I have checked it out but i dont use it because it uses stl format not dxf
have you checked out D2NC it i $79.00 and I use it for almost everything now. it loads right from inside mach3 it is really fast and easy
d2nc.com
watch the whats new video for version 2.9.9 they are under screencams. it takes me just a few minutes to make g-code now for 2d parts.
I am not a salesman for them i just think its so easy and i was having so much trouble before i found it.
steve


----------



## MGP

jumps4 said:


> I have checked it out but i dont use it because it uses stl format not dxf
> have you checked out D2NC it i $79.00 and I use it for almost everything now. it loads right from inside mach3 it is really fast and easy
> d2nc.com
> watch the whats new video for version 2.9.9 they are under screencams. it takes me just a few minutes to make g-code now for 2d parts.
> I am not a salesman for them i just think its so easy and i was having so much trouble before i found it.
> steve




Steve 
When make a hole from my CAD drawing in D2nc i can not stop it from making the hole look like a mickey mouse head 
its making a triangler pattern from start then after the hole is cut to were it stops and then back to start again?


----------



## Tony Wells

That sounds more like it's milling a boss rather than a hole.


----------



## DMS

I ended up looking at FreeMill, but didn't update this post (probably should have... never enough time).

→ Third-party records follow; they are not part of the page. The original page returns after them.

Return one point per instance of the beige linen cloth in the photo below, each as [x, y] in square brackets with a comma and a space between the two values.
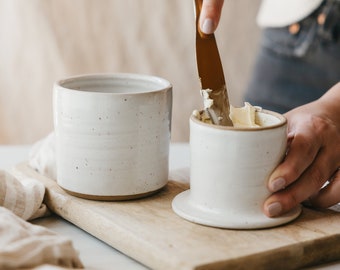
[22, 244]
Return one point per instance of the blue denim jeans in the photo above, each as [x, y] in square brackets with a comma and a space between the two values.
[294, 69]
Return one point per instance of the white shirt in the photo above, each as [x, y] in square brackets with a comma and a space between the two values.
[281, 13]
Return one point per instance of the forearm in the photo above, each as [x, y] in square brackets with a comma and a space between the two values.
[330, 104]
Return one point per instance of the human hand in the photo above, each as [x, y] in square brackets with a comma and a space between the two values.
[313, 158]
[210, 15]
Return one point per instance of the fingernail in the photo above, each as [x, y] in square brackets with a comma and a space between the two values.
[277, 184]
[208, 26]
[274, 209]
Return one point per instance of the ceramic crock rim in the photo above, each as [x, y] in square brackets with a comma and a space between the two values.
[283, 122]
[163, 83]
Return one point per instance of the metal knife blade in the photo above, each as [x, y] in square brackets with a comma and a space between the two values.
[211, 74]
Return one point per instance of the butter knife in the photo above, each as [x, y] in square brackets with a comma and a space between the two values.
[210, 72]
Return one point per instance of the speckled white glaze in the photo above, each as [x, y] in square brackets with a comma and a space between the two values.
[112, 134]
[229, 171]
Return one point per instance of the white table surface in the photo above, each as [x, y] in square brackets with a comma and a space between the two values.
[94, 253]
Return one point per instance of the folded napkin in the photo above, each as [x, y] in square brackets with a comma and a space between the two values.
[22, 195]
[22, 244]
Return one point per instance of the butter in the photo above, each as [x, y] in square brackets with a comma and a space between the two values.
[207, 101]
[244, 116]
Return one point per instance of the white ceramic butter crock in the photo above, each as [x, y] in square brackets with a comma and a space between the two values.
[112, 135]
[229, 171]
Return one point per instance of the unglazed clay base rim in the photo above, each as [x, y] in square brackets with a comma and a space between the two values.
[113, 198]
[184, 208]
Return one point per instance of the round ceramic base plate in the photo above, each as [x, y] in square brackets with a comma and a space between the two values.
[228, 220]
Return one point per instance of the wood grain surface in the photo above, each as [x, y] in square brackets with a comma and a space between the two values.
[150, 232]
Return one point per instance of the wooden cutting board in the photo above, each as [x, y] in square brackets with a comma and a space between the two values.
[150, 232]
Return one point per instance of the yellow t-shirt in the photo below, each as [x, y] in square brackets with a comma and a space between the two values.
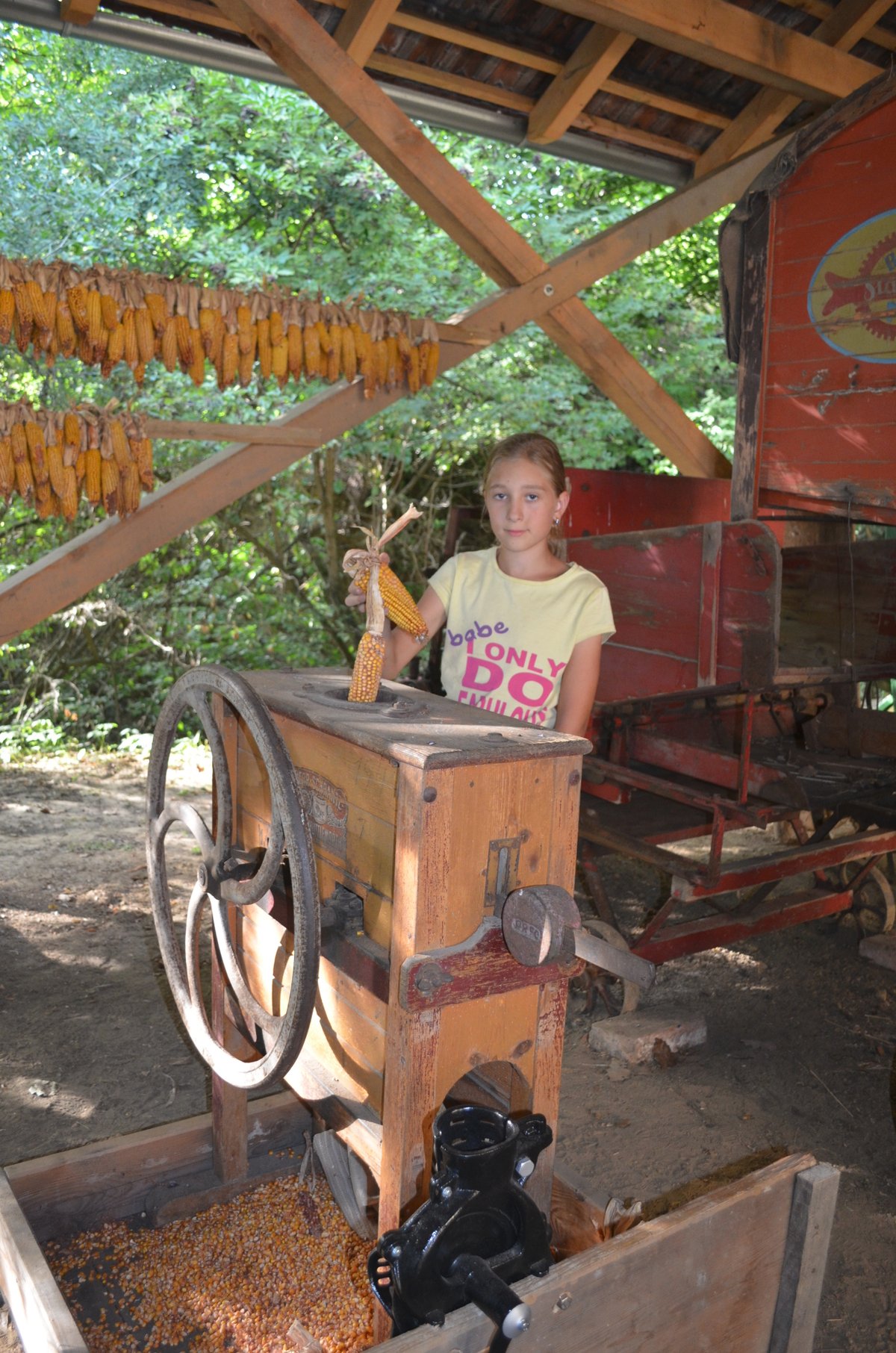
[508, 640]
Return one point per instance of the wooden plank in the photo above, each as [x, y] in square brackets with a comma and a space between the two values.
[105, 1181]
[842, 28]
[361, 26]
[311, 57]
[804, 1259]
[821, 10]
[570, 91]
[703, 1276]
[270, 435]
[36, 1303]
[78, 11]
[98, 554]
[732, 40]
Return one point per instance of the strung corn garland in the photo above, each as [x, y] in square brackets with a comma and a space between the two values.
[108, 316]
[52, 458]
[386, 596]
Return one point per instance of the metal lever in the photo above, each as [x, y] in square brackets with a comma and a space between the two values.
[541, 924]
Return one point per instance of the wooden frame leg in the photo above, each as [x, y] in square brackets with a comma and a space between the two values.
[229, 1106]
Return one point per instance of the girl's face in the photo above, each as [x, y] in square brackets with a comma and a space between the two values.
[523, 503]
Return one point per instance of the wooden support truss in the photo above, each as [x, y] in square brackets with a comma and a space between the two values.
[75, 568]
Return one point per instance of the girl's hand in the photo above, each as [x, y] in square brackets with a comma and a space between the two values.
[358, 596]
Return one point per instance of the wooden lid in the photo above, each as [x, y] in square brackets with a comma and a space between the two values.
[405, 724]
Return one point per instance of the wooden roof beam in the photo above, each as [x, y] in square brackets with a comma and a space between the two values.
[432, 78]
[821, 10]
[311, 57]
[842, 28]
[571, 91]
[729, 38]
[98, 554]
[361, 26]
[78, 11]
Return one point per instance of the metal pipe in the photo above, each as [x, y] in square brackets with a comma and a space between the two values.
[195, 49]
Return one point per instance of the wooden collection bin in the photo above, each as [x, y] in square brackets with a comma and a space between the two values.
[739, 1269]
[429, 813]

It's pretty decent, but has a lot of limitations given it is a "teaser" for MecSofts for pay offerings. If you are doing 3d stuff in wood on a router, it would probably be great, but there is no facility for 2.5d stuff. You only get 1 type of 3d profiling, and 2 types of cutters as I recall (ball, square).

I ended up purchasing a copy of Alibre and AlibreCAM today. I have been playing with the demos for the last week and a half and everything seems pretty usable after some re-training (most of my experience is with SolidWorks).


----------



## DMS

MGP said:


> Steve
> When make a hole from my CAD drawing in D2nc i can not stop it from making the hole look like a mickey mouse head
> its making a triangler pattern from start then after the hole is cut to were it stops and then back to start again?



If you post the G-Code one of us can probably give you an idea of what it's trying to do.

Some of it could be related to your controller too, depending on whether the G-code is using cutter comp, and how your controller implements that. I have also had some programs be very creating with retracting and in-feeding the cutter.


----------



## jumps4

your cad drawing cannot have loose ends undeleted parts hidden. if there is 1 loose dot on the screen it will try to incorporate it. also we never did any drive tuning in the thread. send the dxf and the d2nc.tap to jumpscam@yahoo.com
and i'll check it and you can call on the phone
steve


----------



## jumps4

mgp
there is nothing wrong with your drawing
you have somehow set d2nc to arc in to make each pass instead of plunge or ramp down
if you look at the right of each pass you will see the cutter aproaching from outside at depth
give me a call we will fix it
steve


----------